Desde chico me enseñaron a buscar el bienestar de quienes me rodean. Que no se trata de ser feliz tú y el resto “que se joda”, que si tienes mucho, más o menos o poco, comparte igual. Me gusta que las cosas vayan bien para todos. Llevando esto al mundo profesional, en un momento conocí el concepto de “Ubuntu”, dentro de las muchas interpretaciones que tiene, me gusta la que dice: “Soy porque tú eres”, “yo soy exitoso, porque tú eres exitoso”, “a mí me va bien porque a ti te va bien”, pensando en que si siempre has logrado algo que te hace bien, siento que tienes la manera o la responsabilidad de devolverle al cosmos la mano.

¿Cuál es tu motivación constante para generar este tipo de oportunidades para los demás?

La motivación nace de mis entrañas. Yo no me podría levantar el día de mañana si no tuviera algo como OpenD, en donde ayudar a compartir con mis pares, poder transmitir valores es lo que me interesa. El motor y el corazón de estas cosas es la familia, poder acceder al tipo de vida que tú quieres llegar y saber que te lo estás ganando con el sudor de tu frente, ganándote la vida haciendo lo que te gusta, de poner sonrisas en los seres queridos, esa es la principal motivación.

Y en el trabajo es porque yo quiero trabajar de una forma específica. Quiero trabajar con cierto tipo de personas, quiero generar cierto tipo de condiciones laborales. Yo concibo en mi cabeza el cómo quiero que sea mi vida profesional y lucho a diario porque eso sea así. Yo estoy viviendo como creo que es correcto. Creo que no hay mayor éxito en la vida que hacer las cosas porque tienen un significado para ti.

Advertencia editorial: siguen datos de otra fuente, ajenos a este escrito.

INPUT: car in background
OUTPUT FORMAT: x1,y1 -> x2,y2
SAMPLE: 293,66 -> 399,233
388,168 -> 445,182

Para este año 2017, ¿cuáles son los proyectos con Ayudante Gráfico y OpenD?

Proyectos definidos hay varios, pero la base es lograr hacer lo ya hecho. Aprender de los errores que cometimos para atrás, estar atentos a no repetirlos. En Ayudante Gráfico estoy volviendo a retomar y coordinar al equipo, armar un equipo sólido.

Con OpenD, este año vamos hacer un registro más inteligente, en donde vas a tener una sesión de usuario y una clave, por ende vas a estar contestando durante todo el año o durante los siguientes años, una serie de encuestas que vamos a ir haciendo y todos los datos que respondan se van a ir apilando en los perfiles de los usuarios respectivos, así vamos a poder tener un registro de datos vivos. Y lo otro es la “tarjeta OpenD” con el que podrán tener acceso a una serie de beneficios y oportunidades que estamos buscando generar. La idea es llegar con OpenD a todo Chile y se me ocurrió postular a un fondo para poder crear la oficina móvil o “la academia OpenD móvil”, que es hacer una agencia de diseño y que el grupo viaje por todo Chile mostrando el trabajo, presentando lo que hacemos en universidades, desprender un telón y dar una charla, para llevar conocimientos a todos y tener disponibles distintos puestos de trabajo para sumar personas, si así lo desean dentro de este recorrido.